The thing about this story that is disturbing to me is that even in not trying too hard with our co-op cooking duties I was still trying to attract attention. We still had a brand. We were the OK cooks, the cooks that didn’t try that hard, yes, but it was also very important to me that people understood we did three-fourths as good a job as they did in a quarter of the time. My absolute favorite part of our brand was that we never made anything but spaghetti and salad, which was just lettuce with oil and vinegar, though I don’t mind telling you I make very good vinaigrette—my recipe is from Nora Ephron’s 1983 novel Heartburn. I knew that I had really done my job with Anna one day when one of the guys asked her if we had made dessert, and she snorted and said, with that New York accent that only threw her delicate beauty into greater relief, “There are chocolate chips in the freezer.”
So, I had promised myself and my boyfriend (who didn’t care if I cooked or not, but would have been a witness to my fickleness/insanity should I decide to change my mind) that I was going to stop cooking, but first I had some cooking obligations. Christine and I got together and spent an entire Saturday making tomato sauce. Even though the tomatoes were very cheap, the price came out to about $10 a jar. We bought 40 pounds of tomatoes, and it made 7½ jars of sauce. We thought we would get about 15 jars. We spent an hour and a half cleaning up the discarded tomato skins and canning equipment and spatter, laughing at our naivete. And then, we made dinner, which, because our sauce was simply a template, calling for more cooking, involved sautéeing some onions and peppers and adding some hot Italian sausage and then stirring in 1/7.5ths of our six or so hours of work.

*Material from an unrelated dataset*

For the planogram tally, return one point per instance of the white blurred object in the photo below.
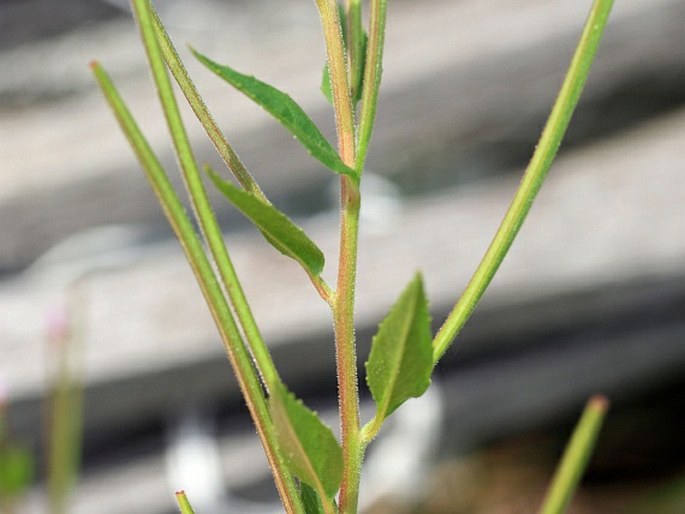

The sauce was one of the best things I’ve ever had. Christine’s daughter, now older, ate, and said nothing. She was in a bad mood. She left the table early. She wasn’t interested in us and we couldn’t make her be interested in the transcendent food in which we had invested an entire day. I have to say that this sauce was so good someone could have thrown a jar of it at me and screamed “I hate you” and I would have licked it off the broken shards of glass, but I also knew I would probably die without ever making homemade tomato sauce ever again.
I also made a fig galette, and it was perfect enough that I never have to make another fig galette again.

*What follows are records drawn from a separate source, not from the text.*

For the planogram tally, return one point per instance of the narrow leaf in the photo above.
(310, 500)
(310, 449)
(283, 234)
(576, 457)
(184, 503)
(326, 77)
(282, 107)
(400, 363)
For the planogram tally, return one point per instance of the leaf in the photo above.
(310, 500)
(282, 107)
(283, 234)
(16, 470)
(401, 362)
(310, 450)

I made my decision not to cook any more two weeks ago, and I have stuck to it. I have a feeling I have done this before, but this time, I really mean it. I am tired of the struggle to win and impress, to even impress myself, to be engaged mentally with food, which, if I just forget about it, will probably just present itself to me anyway. Last night my boyfriend brought home bread and cheese and olives and I made a salad in about 45 seconds. I went to sleep rested and un-buoyed by success and un-flattened by failure. I thought of the snail genius, and how he probably never cooked a day in his life. Cooking tells you too many things about yourself that a busy man like himself very likely didn’t want to bother finding out. It’s funny that even as she is nearing 80, my mother still feels bad that she had a housekeeper, or that she didn’t cook enough, because what I like most and respect most about her is not her cooking but the various ways that she managed to avoid it.

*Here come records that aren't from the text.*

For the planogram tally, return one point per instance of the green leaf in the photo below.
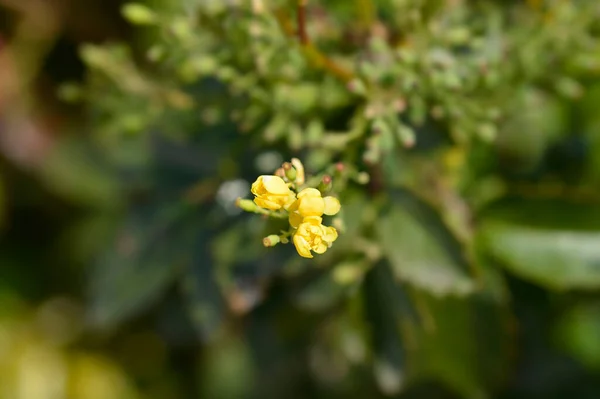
(420, 247)
(204, 302)
(72, 172)
(556, 245)
(463, 342)
(577, 333)
(383, 308)
(149, 250)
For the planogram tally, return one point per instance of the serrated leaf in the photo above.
(465, 344)
(201, 292)
(385, 302)
(556, 245)
(148, 251)
(421, 250)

I got over this rather vehement stance about not cooking. Also, of course, one must cook to eat, and if I wrote this now I might have taken into consideration the fact that there are places in the world where if you don’t cook, you literally will not eat at all.
That said, I cook less than I used to, rarely try to impress anyone, and look for excuses not to cook rather than the other way around.
Also, finally, I’d like to mention that in a 2017 New York Times piece, Snail Guy hails his wife Denise as “a great cook.“
*[Now more than four years ago, but “a few weeks ago” when I wrote this in 2014.]